Festive Fridays - Christmas in Denmark

Hornbaek Strand [Denmark], 17 December 1918, drawn by Captain H. Wilkinson (D/DLI 7/773/2(18))
D/DLI 7/773/2(18) Hornbaek Strand [Denmark], drawn by Captain H. Wilkinson, 17 December 1918
Captain Henry Wilkinson of the 10th Battalion DLI was taken as a prisoner of war in Corbeny, France, May 1918.  He reached his final camp, Straslund, in July.  When released from the camp after the Armistice was declared, Wilkinson was transported to Denmark to be sent home.  The following is extracted from his diary, transcribed by one of the Durham at War volunteers.

Tuesday 24th December
The Danish Christmas dinner awaited us, complete with Christmas tree, wine, cigars and the rice the custom allows. To bed fairly early, amid the strains of much music and singing in the lounge.

Wednesday 25th December
Christmas day and we were all pretty fed ‘cos we weren’t in England — still it was better than Hun-land! Arose about 11am. in time for lunch and played bridge all afternoon, not going outside at all. At night the Christmas tree was all lit up, and we had several visitors for dinner. Then came the slips for the boat and I retired early to pack, for we were due to leave at 9am.
Hornbaek [Denmark], drawn by Captain H. Wilkinson, 22 December 1918 (D/DLI 7/773/2(19))
D/DLI 7/773/2(19) Hornbaek [Denmark], drawn by Captain H. Wilkinson, 22 December 1918
Thursday 26th December
Arose at 8am, breakfasted at 8.30 and were cheered on our way to the 9 train by a fair gathering of the population. At Helsingor we had a wait of an hour and a half, spent in having a cutlet and chocolate at an Hotel — it was still snowing heavily.

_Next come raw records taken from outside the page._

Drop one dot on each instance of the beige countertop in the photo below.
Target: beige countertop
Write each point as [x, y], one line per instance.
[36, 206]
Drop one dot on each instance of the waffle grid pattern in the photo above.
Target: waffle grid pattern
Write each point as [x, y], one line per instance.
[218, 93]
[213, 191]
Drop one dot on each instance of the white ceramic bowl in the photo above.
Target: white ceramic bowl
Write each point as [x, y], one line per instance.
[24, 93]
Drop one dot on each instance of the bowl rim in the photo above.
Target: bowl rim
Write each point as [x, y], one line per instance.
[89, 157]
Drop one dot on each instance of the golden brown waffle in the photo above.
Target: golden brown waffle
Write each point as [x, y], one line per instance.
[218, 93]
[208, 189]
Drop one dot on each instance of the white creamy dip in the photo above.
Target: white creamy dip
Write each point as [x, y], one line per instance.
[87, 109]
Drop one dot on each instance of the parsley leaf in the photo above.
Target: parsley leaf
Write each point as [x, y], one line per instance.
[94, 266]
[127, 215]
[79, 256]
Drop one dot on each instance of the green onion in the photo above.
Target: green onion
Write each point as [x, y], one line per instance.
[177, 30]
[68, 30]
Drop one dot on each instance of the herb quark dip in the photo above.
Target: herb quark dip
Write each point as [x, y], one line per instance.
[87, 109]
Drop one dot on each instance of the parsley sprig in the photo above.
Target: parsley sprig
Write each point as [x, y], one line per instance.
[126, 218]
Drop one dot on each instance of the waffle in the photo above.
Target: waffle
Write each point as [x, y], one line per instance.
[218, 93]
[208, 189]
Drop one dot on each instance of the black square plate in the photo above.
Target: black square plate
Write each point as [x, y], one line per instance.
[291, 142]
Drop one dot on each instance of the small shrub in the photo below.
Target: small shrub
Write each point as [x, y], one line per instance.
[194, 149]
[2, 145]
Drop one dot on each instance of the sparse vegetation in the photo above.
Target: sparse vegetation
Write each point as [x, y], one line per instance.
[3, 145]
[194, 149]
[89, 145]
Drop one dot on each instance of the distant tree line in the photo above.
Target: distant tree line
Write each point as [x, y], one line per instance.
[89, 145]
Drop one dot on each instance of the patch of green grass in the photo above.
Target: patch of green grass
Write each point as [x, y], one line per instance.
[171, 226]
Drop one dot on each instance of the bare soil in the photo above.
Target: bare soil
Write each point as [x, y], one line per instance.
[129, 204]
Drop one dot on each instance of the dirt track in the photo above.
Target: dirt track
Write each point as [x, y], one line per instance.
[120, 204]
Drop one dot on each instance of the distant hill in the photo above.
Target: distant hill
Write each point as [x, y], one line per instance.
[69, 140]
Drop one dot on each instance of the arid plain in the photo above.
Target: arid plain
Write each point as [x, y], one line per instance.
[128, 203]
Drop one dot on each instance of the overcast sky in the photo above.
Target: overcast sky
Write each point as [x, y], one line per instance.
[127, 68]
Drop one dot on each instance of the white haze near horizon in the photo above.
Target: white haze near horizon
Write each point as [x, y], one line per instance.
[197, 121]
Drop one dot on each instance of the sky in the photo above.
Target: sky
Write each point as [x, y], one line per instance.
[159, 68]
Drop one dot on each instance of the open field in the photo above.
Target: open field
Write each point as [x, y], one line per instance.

Leaving Helsingor at 11.30, we stopped at several stations to pick up people and finally arrived at the docks at 1pm. The ship was the “Frederick VIII” an awfully comfortable liner of 12,600 tons, built for the Danish – American Service; Symes, Howell and I shared a cabin. Some hundreds of Tommies came on board during the afternoon and a Danish Military Band played popular British airs at intervals, being supported by a huge crowd of well-wishers. At 4.30pm we left the Quay, amid enthusiastic cheering from ship and Quay — a hearty send-off. The fog had now lifted, and after tea at 5, I sat in the smoking room until dinner at 7. The sea was perfectly calm, and at 9 I retired, dropping into a deep sleep, and thankful that we were at last on the way home.

Wilkinson walked through his front door in Gateshead on 30 December.